Elsie’s as animated on a political level as I’ve ever witnessed. She’d always deferred to Phillip in these kind of discussions. “His bailiwick,” she called it. It’s as if she’s summoned his ghost now.
“I mean,” she continues. “You cannot reasonably expect not to be monstrously warped when doing business with a monster, can you?”
She finishes off our scone and sits back in her chair, looking at me, daring me to contradict her.
There’s surely some point between such extremes, I think. My natural inclination. Between complete capitulation and total rejection. Isn’t there? In every case? Even in these times we live in? Or is it impossible to deal in the darkness without getting any of it on you?
That feels like a sentiment from a song lyric.
Or maybe a Hannah Arendt snippet. Walter Benjamin, perhaps? Adorno?
Maybe I’m just too old and tired for such considerations.
Off to the glue factory for the likes of me.

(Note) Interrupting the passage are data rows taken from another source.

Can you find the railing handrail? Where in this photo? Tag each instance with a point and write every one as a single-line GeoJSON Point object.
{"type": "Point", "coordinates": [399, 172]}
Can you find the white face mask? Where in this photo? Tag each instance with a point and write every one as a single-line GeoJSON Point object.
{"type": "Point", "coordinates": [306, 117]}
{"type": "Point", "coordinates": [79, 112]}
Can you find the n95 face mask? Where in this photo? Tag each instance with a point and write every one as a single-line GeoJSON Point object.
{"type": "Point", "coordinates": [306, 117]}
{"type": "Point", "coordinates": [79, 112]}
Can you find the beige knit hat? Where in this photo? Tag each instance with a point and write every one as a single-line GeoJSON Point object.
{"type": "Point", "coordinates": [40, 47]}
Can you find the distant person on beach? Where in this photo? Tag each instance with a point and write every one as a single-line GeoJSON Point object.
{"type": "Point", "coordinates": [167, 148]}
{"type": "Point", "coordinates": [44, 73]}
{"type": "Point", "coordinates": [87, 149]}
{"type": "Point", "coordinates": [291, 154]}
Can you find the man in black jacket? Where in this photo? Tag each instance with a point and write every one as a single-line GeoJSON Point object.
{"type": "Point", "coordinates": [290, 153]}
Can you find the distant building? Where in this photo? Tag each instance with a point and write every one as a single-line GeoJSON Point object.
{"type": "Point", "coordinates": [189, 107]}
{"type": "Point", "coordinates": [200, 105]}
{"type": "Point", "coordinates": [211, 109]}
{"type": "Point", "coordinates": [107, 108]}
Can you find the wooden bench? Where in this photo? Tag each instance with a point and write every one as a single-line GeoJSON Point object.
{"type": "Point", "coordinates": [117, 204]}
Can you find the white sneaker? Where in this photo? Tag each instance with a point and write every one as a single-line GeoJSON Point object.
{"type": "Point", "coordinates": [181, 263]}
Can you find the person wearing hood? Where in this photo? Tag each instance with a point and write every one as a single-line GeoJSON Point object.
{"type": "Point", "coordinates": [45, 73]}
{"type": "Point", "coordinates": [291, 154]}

“All I know,” Elsie says in the absence of any response on my part, my silent prevarication, “is that Phillip would’ve handed in his party membership rather than be part of such moral cowardice.”
Powerful words. Powerful sentiments. And who am I to argue?
“At least,” she adds, “I’d like to think he would.”
We both sigh into silence, hoping that there are better people out there, past, present and future.